Scientists at Aston University in Birmingham, UK, have come up with a technique to minimize mobile phone power consumption by as much as 60 percent.
Their research — published in Transactions on Emerging Telecommunications Technologies Journal — has produced a hybrid mobile-cloud computing platform that can automagically identify and offload the most power-hungry parts of an application to run on remote servers.
The scientists claim that, while mobile-cloud hybrid computing is not a new thing (Google Maps is a good example) this is the first time in which a generic framework flexible enough to be deployed in any app has been developed.
The key to their solution, they say, is in the optimization algorithms that find out what are the parts that can be off-loaded to the cloud.
Since these parts aren’t running on the local iron, the phone will no need to spend computing cycles on them, thus saving battery power.

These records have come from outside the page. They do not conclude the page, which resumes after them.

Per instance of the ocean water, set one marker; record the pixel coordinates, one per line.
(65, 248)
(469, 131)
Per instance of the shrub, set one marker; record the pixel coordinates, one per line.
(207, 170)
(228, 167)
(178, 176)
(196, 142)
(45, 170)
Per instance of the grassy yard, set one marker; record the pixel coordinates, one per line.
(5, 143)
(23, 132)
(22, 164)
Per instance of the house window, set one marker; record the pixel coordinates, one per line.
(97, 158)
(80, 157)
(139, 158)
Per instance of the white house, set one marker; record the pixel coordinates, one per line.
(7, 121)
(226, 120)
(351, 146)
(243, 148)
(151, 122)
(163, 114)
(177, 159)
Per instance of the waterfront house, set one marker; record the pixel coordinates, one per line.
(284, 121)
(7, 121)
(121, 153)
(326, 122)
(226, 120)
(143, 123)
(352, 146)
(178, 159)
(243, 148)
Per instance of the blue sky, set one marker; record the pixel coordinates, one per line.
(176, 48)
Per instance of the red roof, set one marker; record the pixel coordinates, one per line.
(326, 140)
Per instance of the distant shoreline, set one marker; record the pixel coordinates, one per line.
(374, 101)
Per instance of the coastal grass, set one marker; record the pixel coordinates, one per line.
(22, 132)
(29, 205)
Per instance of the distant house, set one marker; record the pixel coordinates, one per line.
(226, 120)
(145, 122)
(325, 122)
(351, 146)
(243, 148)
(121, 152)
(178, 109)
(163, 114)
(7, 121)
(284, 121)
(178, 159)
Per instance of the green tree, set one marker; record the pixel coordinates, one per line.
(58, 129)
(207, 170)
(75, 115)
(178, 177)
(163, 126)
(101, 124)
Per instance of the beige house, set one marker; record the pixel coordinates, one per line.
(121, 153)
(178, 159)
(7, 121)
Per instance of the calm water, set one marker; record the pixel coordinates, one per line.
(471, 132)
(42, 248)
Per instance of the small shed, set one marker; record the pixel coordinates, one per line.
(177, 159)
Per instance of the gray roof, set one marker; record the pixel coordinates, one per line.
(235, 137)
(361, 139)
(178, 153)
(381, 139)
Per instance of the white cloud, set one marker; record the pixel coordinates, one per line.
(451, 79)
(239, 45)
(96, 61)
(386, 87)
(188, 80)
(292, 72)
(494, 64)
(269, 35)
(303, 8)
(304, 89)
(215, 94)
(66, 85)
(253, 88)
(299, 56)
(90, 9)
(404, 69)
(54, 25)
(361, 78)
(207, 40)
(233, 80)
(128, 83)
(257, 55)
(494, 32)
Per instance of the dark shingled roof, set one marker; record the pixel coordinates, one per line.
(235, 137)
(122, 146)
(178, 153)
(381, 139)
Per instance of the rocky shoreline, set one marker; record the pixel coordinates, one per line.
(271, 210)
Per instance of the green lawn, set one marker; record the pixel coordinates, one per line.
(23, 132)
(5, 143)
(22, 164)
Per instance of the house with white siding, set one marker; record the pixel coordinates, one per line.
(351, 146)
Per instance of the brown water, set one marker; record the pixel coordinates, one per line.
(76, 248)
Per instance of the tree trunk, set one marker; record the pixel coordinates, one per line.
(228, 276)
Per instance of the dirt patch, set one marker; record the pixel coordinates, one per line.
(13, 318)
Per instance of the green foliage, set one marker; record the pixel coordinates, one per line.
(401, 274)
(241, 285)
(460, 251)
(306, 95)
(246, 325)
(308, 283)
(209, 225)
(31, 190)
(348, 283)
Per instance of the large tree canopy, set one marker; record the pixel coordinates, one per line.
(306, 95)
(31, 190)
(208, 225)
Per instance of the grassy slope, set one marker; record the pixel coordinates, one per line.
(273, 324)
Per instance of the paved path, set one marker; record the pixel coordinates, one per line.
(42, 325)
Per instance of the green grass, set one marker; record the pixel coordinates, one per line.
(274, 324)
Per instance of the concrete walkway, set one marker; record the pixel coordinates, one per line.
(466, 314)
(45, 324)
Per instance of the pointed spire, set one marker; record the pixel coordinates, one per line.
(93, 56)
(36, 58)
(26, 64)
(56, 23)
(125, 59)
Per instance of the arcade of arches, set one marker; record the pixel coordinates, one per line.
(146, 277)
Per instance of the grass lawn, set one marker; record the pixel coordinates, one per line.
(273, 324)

The engineers at Aston University, led by doctoral researcher Amir Akbar, have managed to do it while at the same time greatly limiting the communication between the phone and the cloud.
According to Akbar, their tools had a huge impact on two real world applications: “On one [an Instagram clone] our results showed that battery consumption could be reduced by over 60%, at an additional cost of just over 1 MB of network usage,” he said. On a second app — the open source app Mather — he claims their optimized version used 35% less power, “at a cost of less than 4 KB additional data”.
There’s only two downsides to this hybrid solution: The first is that it will only work if there’s a network connection. But this will only negate the power savings, as then the app will run all the code locally, as usual.
The second one is a potential problem with data privacy, but we are already using cloud apps full of private data over encrypted connections — like Google Docs, Office 365, or Facebook — so that wouldn’t be much of a problem either.
I for sure would like all app developers to optimize their apps so I can save up to 60 percent of my battery life. Anything to make me forget about the power plug for a few days is fine by me.